Steve is standing on the sidewalk in front of the apartment building carrying a bag of groceries, a bottle of wine popping out the top. A lock of light brown hair has fallen over his right eye and into his wide smile, and he’s trying to shrug it away. He has a bit of a bowl cut, the kind that all the boys I went to grade school with had. When Dana met him, she told me he needed to see a stylist. I think it’s sweet. He has a dimple in each cheek. How can I be mad at a face like that?
“Had the locks changed already?” I ask. “I couldn’t get in.”
He pulls me into a hug, squishing my chest into the groceries. Then he starts humming “New York, New York” as he’s done on my voice mail every day since I agreed to move here. He waltzes me back up the stairs toward the entranceway. The top of my head reaches the bottom of his chin.
I laugh and try to get him to stay still. “What are you doing?”
“Celebrating.”
A woman trying to open the front door, which my suitcase happens to be blocking, glares at me. “Can we celebrate inside?” I ask him.
“Hey, Frank,” Steve says to the doorman in passing. After the elevator door closes, he pushes the grocery bag between us and kisses me gently on the lips. Then the kiss becomes harder and his tongue slips in and out of my mouth. I love the way he kisses me. His face is smooth and soft and freshly shaven. A trickle of dried blood is on his neck, from where he must have cut himself. It seems he can never use a razor without leaving a nick.
“Hey look,” he says pointing to the poster on the wall. “Let’s be dog walkers. Or let’s get a dog.”
“I’d love to get a dog, but I have a bad feeling about who’s going to have to remember to do all the feeding and all the walking.”
“No, Sun, I’d be great with a dog, I swear.”
“You can’t even remember to give me the right key. Go,” I say when we’re at seven.

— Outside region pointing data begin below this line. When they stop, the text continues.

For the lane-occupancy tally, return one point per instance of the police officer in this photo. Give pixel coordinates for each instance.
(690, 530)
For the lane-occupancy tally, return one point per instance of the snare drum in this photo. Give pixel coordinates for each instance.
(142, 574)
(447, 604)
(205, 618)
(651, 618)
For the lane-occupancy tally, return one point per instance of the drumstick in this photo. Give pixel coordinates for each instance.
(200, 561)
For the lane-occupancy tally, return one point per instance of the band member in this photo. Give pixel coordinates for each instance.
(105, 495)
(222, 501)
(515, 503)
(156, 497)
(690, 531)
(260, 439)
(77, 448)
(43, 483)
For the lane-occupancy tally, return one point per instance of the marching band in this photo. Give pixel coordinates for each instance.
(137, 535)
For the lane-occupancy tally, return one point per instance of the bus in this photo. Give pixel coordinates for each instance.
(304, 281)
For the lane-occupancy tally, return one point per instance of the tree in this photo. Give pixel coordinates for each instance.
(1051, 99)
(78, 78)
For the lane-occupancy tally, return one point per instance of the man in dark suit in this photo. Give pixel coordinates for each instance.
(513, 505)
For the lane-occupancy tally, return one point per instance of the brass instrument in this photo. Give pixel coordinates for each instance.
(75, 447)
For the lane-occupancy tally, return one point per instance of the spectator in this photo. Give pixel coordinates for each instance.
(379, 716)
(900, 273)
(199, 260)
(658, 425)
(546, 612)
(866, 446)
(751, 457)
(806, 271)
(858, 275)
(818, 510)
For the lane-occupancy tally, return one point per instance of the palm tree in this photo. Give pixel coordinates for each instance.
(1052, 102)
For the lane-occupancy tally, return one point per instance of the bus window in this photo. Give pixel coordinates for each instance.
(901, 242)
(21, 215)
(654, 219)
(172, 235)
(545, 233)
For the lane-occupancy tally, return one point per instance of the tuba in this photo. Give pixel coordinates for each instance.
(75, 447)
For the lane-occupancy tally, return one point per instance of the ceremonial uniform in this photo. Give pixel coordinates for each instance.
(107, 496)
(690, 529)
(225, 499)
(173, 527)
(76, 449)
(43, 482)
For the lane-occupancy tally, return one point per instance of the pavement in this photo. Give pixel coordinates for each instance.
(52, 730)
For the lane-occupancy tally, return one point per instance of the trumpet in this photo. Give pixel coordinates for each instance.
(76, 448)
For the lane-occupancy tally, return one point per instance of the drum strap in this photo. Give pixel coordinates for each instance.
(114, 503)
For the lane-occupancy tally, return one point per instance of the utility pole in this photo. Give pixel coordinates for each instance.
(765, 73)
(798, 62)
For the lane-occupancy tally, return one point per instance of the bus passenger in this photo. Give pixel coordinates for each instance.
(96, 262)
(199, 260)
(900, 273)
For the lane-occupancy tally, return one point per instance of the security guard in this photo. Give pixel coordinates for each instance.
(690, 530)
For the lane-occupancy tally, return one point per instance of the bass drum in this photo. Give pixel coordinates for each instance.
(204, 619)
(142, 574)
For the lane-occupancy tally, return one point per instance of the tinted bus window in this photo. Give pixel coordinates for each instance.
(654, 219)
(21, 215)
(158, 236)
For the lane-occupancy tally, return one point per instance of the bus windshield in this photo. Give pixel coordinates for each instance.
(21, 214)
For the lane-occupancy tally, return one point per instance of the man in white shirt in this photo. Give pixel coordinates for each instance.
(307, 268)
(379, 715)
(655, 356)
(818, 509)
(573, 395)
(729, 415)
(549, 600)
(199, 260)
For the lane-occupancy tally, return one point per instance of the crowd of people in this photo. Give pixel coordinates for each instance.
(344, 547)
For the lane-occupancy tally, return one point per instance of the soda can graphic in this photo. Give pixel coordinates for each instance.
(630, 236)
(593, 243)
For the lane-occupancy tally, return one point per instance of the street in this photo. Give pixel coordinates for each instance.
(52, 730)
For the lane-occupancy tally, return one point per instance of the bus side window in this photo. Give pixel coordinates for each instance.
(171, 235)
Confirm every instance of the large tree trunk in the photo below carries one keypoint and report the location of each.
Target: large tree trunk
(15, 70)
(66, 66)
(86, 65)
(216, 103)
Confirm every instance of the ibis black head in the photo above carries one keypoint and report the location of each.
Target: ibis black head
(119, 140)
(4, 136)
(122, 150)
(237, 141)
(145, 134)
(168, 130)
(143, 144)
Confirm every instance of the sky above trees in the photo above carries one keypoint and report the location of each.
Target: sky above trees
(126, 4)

“What’s wrong with the key I gave you?”
“Maybe someone gave me the wrong key?”
He seems to be mulling something over and then laughs. His green eyes turn to little moon slices and his mouth opens. He has great big white teeth. His laugh is loud and deep and waves through his body.
Another Steve-ism is coming, I bet. “Yes?”

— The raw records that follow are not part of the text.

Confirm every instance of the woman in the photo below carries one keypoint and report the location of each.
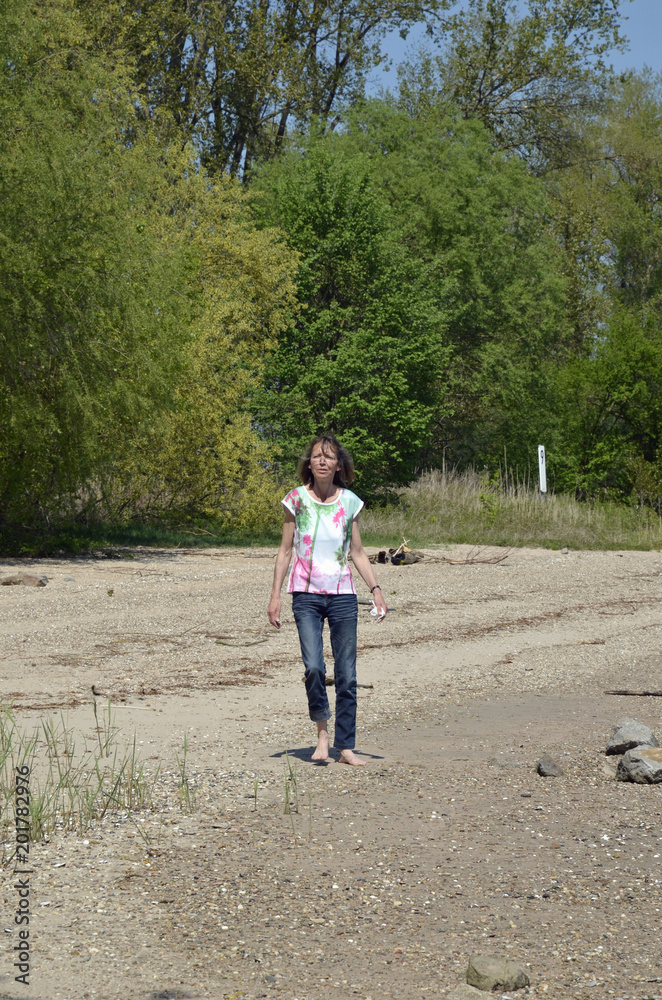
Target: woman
(320, 523)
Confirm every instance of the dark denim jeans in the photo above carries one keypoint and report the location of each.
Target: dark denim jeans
(341, 612)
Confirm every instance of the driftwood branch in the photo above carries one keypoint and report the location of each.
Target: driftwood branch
(638, 694)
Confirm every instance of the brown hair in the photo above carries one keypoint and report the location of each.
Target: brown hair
(343, 477)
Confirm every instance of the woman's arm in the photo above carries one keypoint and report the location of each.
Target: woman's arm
(281, 567)
(363, 565)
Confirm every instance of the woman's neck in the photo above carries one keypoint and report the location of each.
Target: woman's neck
(324, 490)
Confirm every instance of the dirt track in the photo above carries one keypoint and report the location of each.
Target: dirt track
(391, 875)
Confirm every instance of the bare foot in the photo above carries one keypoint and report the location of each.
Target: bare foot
(322, 751)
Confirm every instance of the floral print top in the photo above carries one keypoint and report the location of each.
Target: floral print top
(322, 536)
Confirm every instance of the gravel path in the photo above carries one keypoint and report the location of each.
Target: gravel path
(388, 877)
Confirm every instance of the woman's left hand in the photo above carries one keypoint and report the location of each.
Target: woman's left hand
(380, 604)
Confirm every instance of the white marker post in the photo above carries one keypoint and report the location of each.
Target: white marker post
(542, 472)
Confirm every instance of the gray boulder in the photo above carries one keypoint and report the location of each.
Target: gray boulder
(464, 992)
(548, 768)
(642, 765)
(628, 734)
(488, 972)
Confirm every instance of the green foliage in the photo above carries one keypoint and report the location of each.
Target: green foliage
(365, 357)
(138, 301)
(234, 77)
(529, 72)
(94, 296)
(431, 293)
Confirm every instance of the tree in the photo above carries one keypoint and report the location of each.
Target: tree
(93, 298)
(530, 78)
(233, 77)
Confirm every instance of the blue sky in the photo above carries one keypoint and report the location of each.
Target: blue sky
(643, 29)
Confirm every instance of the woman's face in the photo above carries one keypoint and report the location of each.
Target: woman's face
(323, 462)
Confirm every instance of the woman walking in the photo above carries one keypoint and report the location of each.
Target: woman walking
(321, 526)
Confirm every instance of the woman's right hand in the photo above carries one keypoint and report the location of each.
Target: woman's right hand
(273, 611)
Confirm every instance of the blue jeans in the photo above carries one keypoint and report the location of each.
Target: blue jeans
(341, 612)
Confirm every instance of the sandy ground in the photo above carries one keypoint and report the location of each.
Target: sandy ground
(389, 876)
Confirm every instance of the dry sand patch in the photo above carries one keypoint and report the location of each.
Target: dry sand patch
(388, 878)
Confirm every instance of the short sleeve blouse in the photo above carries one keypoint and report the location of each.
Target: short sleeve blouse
(322, 537)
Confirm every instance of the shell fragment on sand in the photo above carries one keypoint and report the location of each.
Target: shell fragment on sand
(24, 580)
(489, 972)
(628, 734)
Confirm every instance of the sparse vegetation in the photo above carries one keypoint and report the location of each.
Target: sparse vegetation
(455, 507)
(74, 786)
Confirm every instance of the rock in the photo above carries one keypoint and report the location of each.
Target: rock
(642, 765)
(548, 768)
(24, 579)
(628, 734)
(488, 972)
(464, 992)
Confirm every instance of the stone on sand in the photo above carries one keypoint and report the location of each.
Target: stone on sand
(489, 972)
(642, 765)
(24, 580)
(627, 734)
(548, 768)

“Guess who has a key to the restaurant?” he sings to the tune of “New York, New York.” He pulls me close for another hug.

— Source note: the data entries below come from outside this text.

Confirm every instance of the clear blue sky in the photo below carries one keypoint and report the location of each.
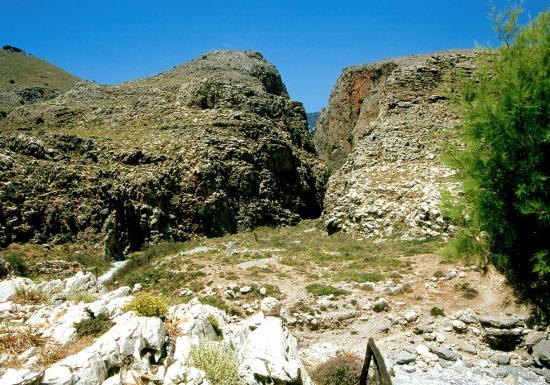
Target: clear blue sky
(310, 42)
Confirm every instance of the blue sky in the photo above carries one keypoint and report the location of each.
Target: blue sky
(310, 42)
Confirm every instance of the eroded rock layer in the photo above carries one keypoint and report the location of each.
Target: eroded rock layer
(382, 133)
(208, 147)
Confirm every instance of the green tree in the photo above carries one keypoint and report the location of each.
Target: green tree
(504, 162)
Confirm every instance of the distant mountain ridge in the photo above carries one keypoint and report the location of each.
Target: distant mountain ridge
(26, 79)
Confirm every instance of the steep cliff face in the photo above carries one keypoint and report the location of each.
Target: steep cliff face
(381, 135)
(208, 147)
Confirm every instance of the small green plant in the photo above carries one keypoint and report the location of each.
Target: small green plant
(439, 274)
(320, 290)
(437, 312)
(467, 290)
(218, 362)
(344, 369)
(215, 325)
(17, 264)
(82, 296)
(148, 305)
(28, 296)
(93, 326)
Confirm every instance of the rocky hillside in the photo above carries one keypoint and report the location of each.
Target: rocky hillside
(208, 147)
(26, 79)
(381, 135)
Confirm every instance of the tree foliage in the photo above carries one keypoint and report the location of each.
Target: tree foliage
(505, 161)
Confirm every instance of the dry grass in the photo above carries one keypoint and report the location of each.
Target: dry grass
(26, 296)
(14, 341)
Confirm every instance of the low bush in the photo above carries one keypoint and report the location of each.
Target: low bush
(93, 326)
(148, 305)
(320, 290)
(467, 290)
(17, 264)
(28, 296)
(344, 369)
(218, 362)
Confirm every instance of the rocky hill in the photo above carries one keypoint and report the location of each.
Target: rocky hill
(381, 135)
(26, 79)
(208, 147)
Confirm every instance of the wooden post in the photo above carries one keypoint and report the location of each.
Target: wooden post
(374, 354)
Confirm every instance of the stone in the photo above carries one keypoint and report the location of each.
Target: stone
(468, 348)
(126, 340)
(411, 316)
(444, 353)
(380, 304)
(468, 316)
(234, 132)
(533, 337)
(501, 322)
(178, 373)
(541, 353)
(500, 359)
(503, 339)
(459, 326)
(404, 357)
(319, 353)
(270, 306)
(364, 135)
(22, 377)
(268, 352)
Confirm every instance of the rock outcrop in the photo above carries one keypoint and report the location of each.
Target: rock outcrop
(380, 135)
(209, 147)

“You gave me the extra key to the restaurant instead of the key to the apartment?”
He continues his made-up song, unlocks the door and tries to waltz me down the hallway and past Greg’s empty room.
I put on my mock-concerned face. “Does one of your waiters now have the key to our apartment?”
“Is that bad?” He cracks up and then says, “Our apartment, huh? Say that again.”
I’m concerned that I’m not more concerned. I kiss his neck. “Our apartment. Our room. Our fridge. Our phone. Our answering machine. When do I get to change the announcement on the machine? I want to leave the new message, okay?”
He puts the groceries on the kitchen table and tugs me the short distance to his bedroom.
I still can’t get over how small New York apartments are. My place was bigger than his, and his is a two-bedroom. His is also older. The appliances have a gray sheen. Or maybe that’s just dirt.